Matéo, un jeune de dix ans, a même cherché à me persuader que quand ils écoutent l'adulte, ils ont le droit à un bonbon. Il m'a vraiment pris pour une quiche, celui-ci. J'ai appris par la suite qu'il a tendance à être manipulateur. L'équipe s'est mise d'accord sur le fait que, lorsqu'il vient faire une demande, on la diffère pour aller se renseigner auprès des autres collègues sur les réponses déjà apportées.

Une petite lueur d'espoir est née quand monsieur Ruminier, ou plutôt Lucas, est venu m'avertir que l'on allait se voir dans l'après-midi, mais il n'a finalement pas eu le temps.

Arrive vingt heures trente et, après une bonne demi-heure à batailler pour mettre les enfants dans leurs chambres, les voilà tous couchés. Certains avec des veilleuses, d'autres avec une histoire ou encore avec des comptines. Le principal, c'est qu'ils sont tous dans leur lit. Il est temps pour nous d'écrire dans les fameux dossiers informatisés. Chacun a un niveau d'accès différent en fonction de son métier, mais l'essentiel c'est que nous puissions tous écrire dans les transmissions que l'on appelle « ciblées».

Regroupées autour de l'ordinateur de la pharmacie, pour laisser libre accès à celui du bureau aux autres collègues, Leya tente du mieux qu'elle peut de m'initier au logiciel.

— Alors tu vois, tu vas là, puis tu ouvres là, me montre ma collègue avec son doigt qui se balade sur l'écran. Après, tu vas dans Transmissions ciblées et soit, tu complètes une cible, soit tu en crées une.
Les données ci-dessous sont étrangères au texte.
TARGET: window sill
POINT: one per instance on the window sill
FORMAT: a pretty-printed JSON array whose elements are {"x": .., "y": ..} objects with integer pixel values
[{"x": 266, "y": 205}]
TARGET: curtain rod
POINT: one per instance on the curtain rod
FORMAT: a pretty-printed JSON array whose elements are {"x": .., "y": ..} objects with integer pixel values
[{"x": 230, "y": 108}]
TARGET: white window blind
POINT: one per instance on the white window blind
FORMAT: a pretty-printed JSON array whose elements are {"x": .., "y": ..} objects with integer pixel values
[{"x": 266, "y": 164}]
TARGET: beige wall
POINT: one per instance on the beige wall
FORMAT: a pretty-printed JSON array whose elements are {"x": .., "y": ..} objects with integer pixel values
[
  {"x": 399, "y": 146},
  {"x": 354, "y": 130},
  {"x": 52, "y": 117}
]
Elle fait défiler à vive allure tous les onglets qui passent devant nos yeux. Je n'aurais jamais cru possible qu'il y en ait autant. Et lorsque l'on en ouvre un, on ne peut rien écrire dans un autre. L'enfer ! Cela signifie que l'on ne peut pas faire deux choses à la fois soit : donner un traitement, prendre des constantes et écrire une observation. Il faut faire chaque tâche l'une après l'autre. Heureusement que l'on a que huit enfants, avec un service de soins adultes ce serait ingérable toutes ses manipulations.

Au cours de mes stages, j'ai déjà eu l'occasion de manipuler différents logiciels de dossier patient, mais je dois avouer que celui-ci est le pire de tous. Il est beaucoup trop complexe et pas du tout intuitif.

— C'est plutôt arriéré chez vous, répliqué-je alors qu'elle continue de me montrer les différents onglets.

— Comment ça ? questionne-t-elle, surprise.

— Dans d'autres hôpitaux, il y a des logiciels bien plus simple d'utilisation. Avec celui-ci, on en a pour des heures à tout rentrer.

— À force d'avoir reçu beaucoup de plaintes du personnel, ils sont censés nous le changer pour un autre, qui serait plus ergonomique. Mais tu sais comment ça se passe ? On n'en verra jamais la couleur.

Je vois très bien ce qu'elle veut dire, car c'est dans tous les établissements pareils. Au cours de mes stages, j'ai pu me rendre compte qu'il ne faut pas trop en demander ou alors qu'il faut attendre qu'un patient soit en grand danger pour faire changer les choses.

N'ayant pas encore mes codes informatiques, mes quatre collègues se répartissent les écrits à faire pour les différents enfants. Ainsi, il n'y en a pas qu'un qui se farcit toutes les notes. Ils ont à peine terminé, que l'équipe de nuit arrive.

Après un quart d'heure à faire le point avec eux sur l'après-midi de chaque enfant, ma première journée est enfin terminée. Ce n'est pas pour me déplaire, car j'ai réellement l'impression d'avoir été payée à rester assise sur une chaise. Quelque chose me dit que ces trois prochains mois vont être très longs.